Er ist nicht tot, seine Gliedmaßen zucken noch. Das Rauschen in meinen Ohren lässt nach, nur damit ich höre, wie der Tribut stöhnt. Friedenswächter kommen aus allen Ecken herbeigerannt wie ein Schwarm hungriger Fische zum Futter. Aber sie laufen nicht zu dem Jungen, sondern umringen Maylins Distriktpartner. Er hebt grinsend die Arme über den Kopf. Lachend lässt er sich zu Boden drücken und die Hände auf den Rücken fesseln.

Erst dann betreten Sanitäter die Bildfläche und kümmern sich unter den wachsamen Augen der Spielmacher um den Verletzten. Einige der Männer dort oben lachen doch tatsächlich und deuten tuschelnd auf den Karriero aus Zwei. Als wenn sie seine Tat insgeheim bewundern. Maylin hingegen ist bleich geworden. Jemand entreißt ihr die Waffe, an die sie sich klammert. Entgegen ihrer sonstigen Art hat sie weder einen gezischten Spruch noch einen kalten Blick parat. Selbst sie scheint nicht zu begreifen, was gerade passiert ist. Wie der Speer von der Hand ihres Mittributs in dem Bauch des Jungen aus Neun gelandet ist. Trotz des Verbotes und der Trainer, die aufpassen.

Ein saurer Geschmack erfüllt meinen Mund. Ich spüre, wie sich das Frühstück seinen Weg die Speiseröhre emporarbeitet. Bevor ich mich auf den polierten Boden erbrechen kann, sehe ich fort, zu den anderen Tributen. Überall spiegelt sich meine Verwunderung – und begegne ich nackter Angst. Wider Erwarten schlägt mein Herz allerdings nicht schneller. Alles, was bleibt, abgesehen von dem sauren Belag auf meiner Zunge, ist die Frage, was jetzt kommen wird. Was tut das Kapitol, wenn es womöglich nur noch 23 Tribute hat?
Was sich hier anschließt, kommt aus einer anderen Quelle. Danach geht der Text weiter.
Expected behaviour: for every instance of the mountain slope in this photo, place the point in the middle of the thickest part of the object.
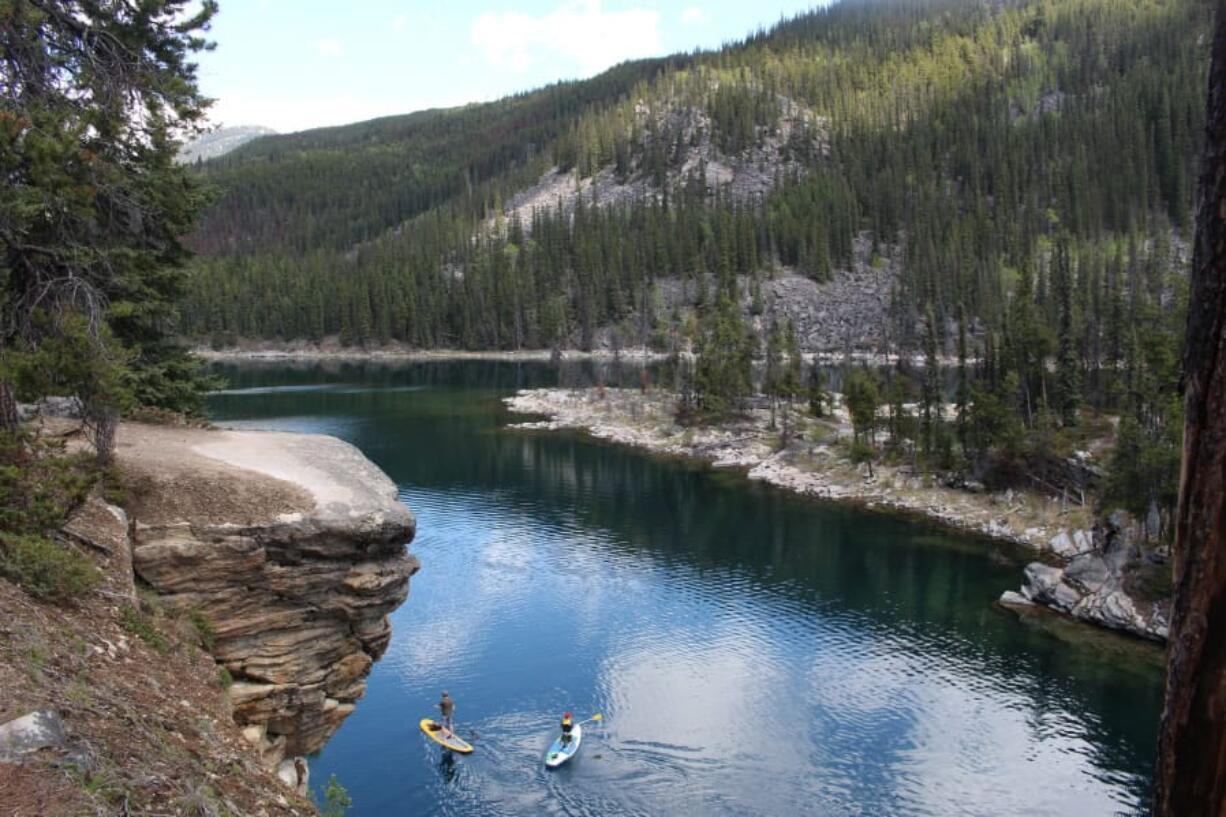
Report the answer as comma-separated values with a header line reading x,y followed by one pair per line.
x,y
963,140
221,141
Friedenswächter drängen uns alle mit gezogenen Waffen an eine Wand zurück. Schützend lege ich einen Arm um Pon und den Dreier, während der Karriero aus Zwei abgeführt wird. Ich ertappe mich dabei, immer wieder dieselben Worte zu flüstern. »Alles ist gut, alles ist gut, alles ...«

Wie ein Fischschwarm werden wir verbliebenen Tribute in die Mensa getrieben. Nach Distrikten sortiert müssen wir uns an die Tische setzen. Sprechen dürfen wir nicht, egal mit wem. Bewacht von einer Handvoll Friedenswächter in weißen Uniformen bleiben wir zurück. Nervöse Füße scharren über den Boden, gelegentlich hustet jemand und ein Mädchen zieht permanent die Nase hoch. Doch die meisten Blicke sind auf die verkratzten Tischplatten gerichtet. Nur Shine hat die Arme vor der Brust verschränkt und lässt ihre Augen demonstrativ über den Rest von uns gleiten. Maylin nebenan hat die Hände flach auf den Tisch gedrückt und sieht zur Decke hinauf.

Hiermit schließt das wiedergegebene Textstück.